Morgenstunde (265. Blog-Notat)

Ich hadere mal wieder mit dem Alter, vor allem, wenn ich mich aus der Zeitung ansehe und ein zerknautschtes Morgengesicht zurückblickt – 66 Jahre alt und längst vom Kortison gezeichnet. Heilig Abend in der Gransee Zeitung gab es einen Beitrag über meinen Blog schorfheidewald.de, die Frau dahinter und dieses unvorteilhafte Konterfei. Es haben den Artikel nicht viele entdeckt, an so einem Tag … ganz klar, da ist keine Ruhe zum Zeitungslesen und ich denke: Gott sei Dank. Herrje: Atmen oder „schönsein“? Atmen ist alternativlos. Ich bin ungeübt mit dem Altern von Frauen in meiner Nähe.
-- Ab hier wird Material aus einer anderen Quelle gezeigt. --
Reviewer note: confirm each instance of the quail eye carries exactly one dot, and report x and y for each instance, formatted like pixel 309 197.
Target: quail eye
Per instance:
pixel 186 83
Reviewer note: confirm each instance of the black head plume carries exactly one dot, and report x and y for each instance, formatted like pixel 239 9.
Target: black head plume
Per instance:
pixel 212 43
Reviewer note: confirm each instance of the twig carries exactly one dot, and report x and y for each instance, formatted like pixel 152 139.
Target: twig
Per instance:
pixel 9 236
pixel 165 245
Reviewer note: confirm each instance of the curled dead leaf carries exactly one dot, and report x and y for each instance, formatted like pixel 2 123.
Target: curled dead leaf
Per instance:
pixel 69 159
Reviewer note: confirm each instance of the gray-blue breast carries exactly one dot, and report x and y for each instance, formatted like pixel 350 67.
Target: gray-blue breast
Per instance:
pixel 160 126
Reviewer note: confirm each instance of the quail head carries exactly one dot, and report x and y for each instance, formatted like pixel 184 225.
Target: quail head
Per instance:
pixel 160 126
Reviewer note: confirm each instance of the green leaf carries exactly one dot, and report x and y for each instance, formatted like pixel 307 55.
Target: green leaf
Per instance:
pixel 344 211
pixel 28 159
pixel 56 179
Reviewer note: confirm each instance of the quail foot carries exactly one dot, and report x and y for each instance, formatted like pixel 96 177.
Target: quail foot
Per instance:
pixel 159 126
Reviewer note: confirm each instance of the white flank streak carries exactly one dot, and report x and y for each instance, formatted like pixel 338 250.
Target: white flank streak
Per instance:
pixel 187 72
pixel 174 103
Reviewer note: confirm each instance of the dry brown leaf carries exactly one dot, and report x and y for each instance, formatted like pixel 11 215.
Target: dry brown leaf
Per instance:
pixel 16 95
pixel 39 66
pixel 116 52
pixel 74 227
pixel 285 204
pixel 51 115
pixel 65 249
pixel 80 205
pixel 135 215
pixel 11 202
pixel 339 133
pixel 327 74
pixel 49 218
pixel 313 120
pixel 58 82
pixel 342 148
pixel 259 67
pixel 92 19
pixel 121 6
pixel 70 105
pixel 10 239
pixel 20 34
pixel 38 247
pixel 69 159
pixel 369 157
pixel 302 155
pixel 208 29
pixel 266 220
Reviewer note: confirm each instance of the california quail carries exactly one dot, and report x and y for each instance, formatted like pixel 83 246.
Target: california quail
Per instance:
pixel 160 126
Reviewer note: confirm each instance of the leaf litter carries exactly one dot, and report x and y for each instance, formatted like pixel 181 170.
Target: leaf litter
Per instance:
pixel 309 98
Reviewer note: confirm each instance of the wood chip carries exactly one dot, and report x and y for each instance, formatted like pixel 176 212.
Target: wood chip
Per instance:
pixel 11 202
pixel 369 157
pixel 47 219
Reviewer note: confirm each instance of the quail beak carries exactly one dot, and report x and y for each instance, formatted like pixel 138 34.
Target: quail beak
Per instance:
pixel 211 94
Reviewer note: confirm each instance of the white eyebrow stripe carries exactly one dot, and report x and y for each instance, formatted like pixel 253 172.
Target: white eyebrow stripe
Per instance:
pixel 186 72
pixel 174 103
Bin jetzt vier Jahre älter als meine Großmutter Marie es wurde, 13 Jahre älter als meine Mam Rita, 17 Jahre älter als meine einzige Schwester Angelika. Die Schwiegermutter wird alt, aber sie hat andere Gene. In meiner Linie stehe ich ganz vorne und grusele mich durchaus an dieser Front. Ich fürchte nicht den Tod, nur den Verfall. Wann kommt die Gelassenheit? Es ist nicht die Zeit für Gelassenheit. Die Zeit dort draußen tobt zu wild, sie rüttelt an mir, lässt mich nicht wirklich in Ruhe. Vielleicht kommt Gelassenheit irgendwann, wenn der dünne Atem das öffentliche Lesen nicht mehr möglich macht, wenn ich mich zurückziehe und nicht mehr auftreten kann. Noch ist es nicht soweit, aber der Augenblick kommt näher…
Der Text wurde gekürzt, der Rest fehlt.